When I backpack in the Colorado Mountains, all I crave is food, water, shelter and warmth. As ultra-light backpackers, my son and I carry a total of 42 pounds for a three day trip. This includes a good bit of water. Our pack is lightened by the gear we leave home.

One razor, one type of blades, one soap, one brush...this is enough for me. In fact, I'm rich because I have only enough of everything. My burden is light because I don't have too much of anything.
Amen. The fact that you have a son that chooses to spend time with you makes you as rich as "George Bailey."
 
ENOUGH IS ENOUGH

It is not the man who has too little, but the man who craves more, that is poor. Do you ask what is the proper limit to wealth? It is, first, to have what is necessary, and, second, to have what is enough.
Seneca. Letters from a Stoic (The Epistles of Seneca) (Digireads.Com Classic) (p. 8-9). Digireads.com. Kindle Edition.

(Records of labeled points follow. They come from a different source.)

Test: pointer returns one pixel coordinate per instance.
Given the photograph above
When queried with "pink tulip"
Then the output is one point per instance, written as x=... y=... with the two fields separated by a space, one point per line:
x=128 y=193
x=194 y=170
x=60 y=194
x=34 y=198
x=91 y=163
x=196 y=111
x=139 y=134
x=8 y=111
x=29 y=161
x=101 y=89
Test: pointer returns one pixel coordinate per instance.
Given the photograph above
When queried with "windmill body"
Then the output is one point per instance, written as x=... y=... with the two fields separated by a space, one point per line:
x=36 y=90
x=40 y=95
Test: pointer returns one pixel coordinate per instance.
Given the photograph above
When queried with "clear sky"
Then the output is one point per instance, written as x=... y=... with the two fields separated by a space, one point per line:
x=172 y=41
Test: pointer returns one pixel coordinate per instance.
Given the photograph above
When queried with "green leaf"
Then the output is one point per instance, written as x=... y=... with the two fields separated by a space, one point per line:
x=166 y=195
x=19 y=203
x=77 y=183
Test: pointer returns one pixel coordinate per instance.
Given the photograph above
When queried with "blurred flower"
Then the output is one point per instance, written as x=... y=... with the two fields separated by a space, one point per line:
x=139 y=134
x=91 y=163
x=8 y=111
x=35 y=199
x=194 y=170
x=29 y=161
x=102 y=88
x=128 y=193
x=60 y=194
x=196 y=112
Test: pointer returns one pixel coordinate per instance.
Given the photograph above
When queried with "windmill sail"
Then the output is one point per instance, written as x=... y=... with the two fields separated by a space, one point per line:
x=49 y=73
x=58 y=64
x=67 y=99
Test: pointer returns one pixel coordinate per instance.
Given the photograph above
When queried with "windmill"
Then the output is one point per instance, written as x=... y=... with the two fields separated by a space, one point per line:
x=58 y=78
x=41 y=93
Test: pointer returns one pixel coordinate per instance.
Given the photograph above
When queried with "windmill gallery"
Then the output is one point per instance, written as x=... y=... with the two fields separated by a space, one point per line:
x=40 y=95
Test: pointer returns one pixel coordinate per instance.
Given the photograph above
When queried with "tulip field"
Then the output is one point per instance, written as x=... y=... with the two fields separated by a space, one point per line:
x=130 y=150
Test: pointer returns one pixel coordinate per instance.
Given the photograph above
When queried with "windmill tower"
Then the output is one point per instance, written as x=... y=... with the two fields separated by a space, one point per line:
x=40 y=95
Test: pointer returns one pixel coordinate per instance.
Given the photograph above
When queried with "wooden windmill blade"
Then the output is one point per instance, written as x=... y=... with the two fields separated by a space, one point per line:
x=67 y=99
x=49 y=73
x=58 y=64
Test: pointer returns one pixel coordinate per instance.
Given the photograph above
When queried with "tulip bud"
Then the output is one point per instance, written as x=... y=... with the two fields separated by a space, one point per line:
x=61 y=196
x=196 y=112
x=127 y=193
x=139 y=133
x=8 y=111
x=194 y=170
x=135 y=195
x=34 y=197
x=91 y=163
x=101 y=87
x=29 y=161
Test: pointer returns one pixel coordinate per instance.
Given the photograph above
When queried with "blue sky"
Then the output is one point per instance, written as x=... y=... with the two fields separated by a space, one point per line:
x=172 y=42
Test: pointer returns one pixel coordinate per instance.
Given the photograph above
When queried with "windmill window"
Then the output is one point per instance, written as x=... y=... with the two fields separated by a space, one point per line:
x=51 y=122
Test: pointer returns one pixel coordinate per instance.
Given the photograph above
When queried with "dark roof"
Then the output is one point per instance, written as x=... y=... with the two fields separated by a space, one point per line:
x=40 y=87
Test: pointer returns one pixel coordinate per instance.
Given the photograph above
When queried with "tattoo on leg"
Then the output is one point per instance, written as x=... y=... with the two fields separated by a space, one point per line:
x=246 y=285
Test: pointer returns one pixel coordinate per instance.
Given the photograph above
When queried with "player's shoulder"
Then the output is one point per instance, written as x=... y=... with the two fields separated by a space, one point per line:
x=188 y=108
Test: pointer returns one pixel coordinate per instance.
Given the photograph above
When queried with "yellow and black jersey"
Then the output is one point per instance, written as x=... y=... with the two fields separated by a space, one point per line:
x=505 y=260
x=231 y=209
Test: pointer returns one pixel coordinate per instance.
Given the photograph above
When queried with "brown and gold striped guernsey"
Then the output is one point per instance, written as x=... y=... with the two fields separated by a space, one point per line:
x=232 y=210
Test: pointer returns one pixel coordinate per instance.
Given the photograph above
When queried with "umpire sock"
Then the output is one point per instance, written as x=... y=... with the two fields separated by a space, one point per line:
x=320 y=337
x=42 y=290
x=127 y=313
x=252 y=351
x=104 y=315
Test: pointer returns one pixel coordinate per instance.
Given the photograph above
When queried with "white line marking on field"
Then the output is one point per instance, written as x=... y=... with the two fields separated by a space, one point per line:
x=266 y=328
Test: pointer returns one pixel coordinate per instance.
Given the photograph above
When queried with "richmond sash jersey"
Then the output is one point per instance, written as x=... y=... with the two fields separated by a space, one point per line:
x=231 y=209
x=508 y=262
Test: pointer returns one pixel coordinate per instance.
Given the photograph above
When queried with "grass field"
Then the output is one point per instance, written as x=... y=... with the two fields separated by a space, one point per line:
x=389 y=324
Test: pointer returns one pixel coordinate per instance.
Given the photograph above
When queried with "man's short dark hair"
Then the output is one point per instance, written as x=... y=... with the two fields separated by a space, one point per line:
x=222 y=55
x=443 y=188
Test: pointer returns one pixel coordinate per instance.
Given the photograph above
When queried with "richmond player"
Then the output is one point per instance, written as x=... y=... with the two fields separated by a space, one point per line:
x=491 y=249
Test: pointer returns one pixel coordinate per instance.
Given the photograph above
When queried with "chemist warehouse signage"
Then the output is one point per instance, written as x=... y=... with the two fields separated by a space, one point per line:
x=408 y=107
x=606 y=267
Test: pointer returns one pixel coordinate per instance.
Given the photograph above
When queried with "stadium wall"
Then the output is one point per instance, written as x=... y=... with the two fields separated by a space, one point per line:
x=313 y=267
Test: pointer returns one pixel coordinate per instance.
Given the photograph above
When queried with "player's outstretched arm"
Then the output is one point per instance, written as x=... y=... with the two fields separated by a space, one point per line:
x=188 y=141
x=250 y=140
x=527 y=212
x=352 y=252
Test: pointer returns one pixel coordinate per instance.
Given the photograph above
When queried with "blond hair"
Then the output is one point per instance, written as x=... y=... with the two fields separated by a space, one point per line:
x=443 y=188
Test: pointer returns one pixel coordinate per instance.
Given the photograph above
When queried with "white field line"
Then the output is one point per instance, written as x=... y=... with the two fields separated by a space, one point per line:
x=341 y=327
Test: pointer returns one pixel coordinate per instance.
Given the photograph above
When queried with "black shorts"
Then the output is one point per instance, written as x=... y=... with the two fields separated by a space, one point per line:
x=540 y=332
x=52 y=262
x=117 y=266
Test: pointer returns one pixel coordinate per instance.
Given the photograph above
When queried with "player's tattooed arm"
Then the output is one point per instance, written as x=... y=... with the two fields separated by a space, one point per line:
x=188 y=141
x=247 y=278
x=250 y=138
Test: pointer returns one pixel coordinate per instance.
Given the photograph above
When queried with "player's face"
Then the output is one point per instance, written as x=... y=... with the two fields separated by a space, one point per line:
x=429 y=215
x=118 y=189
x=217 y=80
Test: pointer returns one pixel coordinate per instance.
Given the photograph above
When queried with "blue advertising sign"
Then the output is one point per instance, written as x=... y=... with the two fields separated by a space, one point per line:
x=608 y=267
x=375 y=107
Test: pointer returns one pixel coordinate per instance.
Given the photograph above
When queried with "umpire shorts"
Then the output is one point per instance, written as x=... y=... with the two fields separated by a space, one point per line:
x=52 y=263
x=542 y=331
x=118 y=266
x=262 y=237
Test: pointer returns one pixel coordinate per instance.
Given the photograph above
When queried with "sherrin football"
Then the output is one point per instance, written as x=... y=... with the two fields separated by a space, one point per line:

When I backpack in the Colorado Mountains, all I crave is food, water, shelter and warmth. As ultra-light backpackers, my son and I carry a total of 42 pounds for a three day trip. This includes a good bit of water. Our pack is lightened by the gear we leave home.

One razor, one type of blades, one soap, one brush...this is enough for me. In fact, I'm rich because I have only enough of everything. My burden is light because I don't have too much of anything.
42 just so happens to be my favorite soap.
You know I’m yanking your chain. We will reach zen in our own way.
 
Be careful what you hope for!

Be specific! Hope for at least 10 GREAT years.

If I get ten more of those I'll be happy!
Maybe he should have deleted his post that said someone has a problem having too many razor blades.....I"ll leave the shaving data to you as you're obviously an expert!

Sent from my LM-V405 using Tapatalk
 

FarmerTan

"Self appointed king of Arkoland"
Maybe he should have deleted his post that said someone has a problem having too many razor blades.....I"ll leave the shaving data to you as you're obviously an expert!

Sent from my LM-V405 using Tapatalk
Never call me an expert!

I am probably quoting this wrong, but Harry Truman's definition of an expert is someone afraid to learn something new because that proves he wasn't an expert to begin with!
 
Never call me an expert!

I am probably quoting this wrong, but Harry Truman's definition of an expert is someone afraid to learn something new because that proves he wasn't an expert to begin with!

I said that an expert was a fella who was afraid to learn anything new because then he wouldn’t be an expert anymore.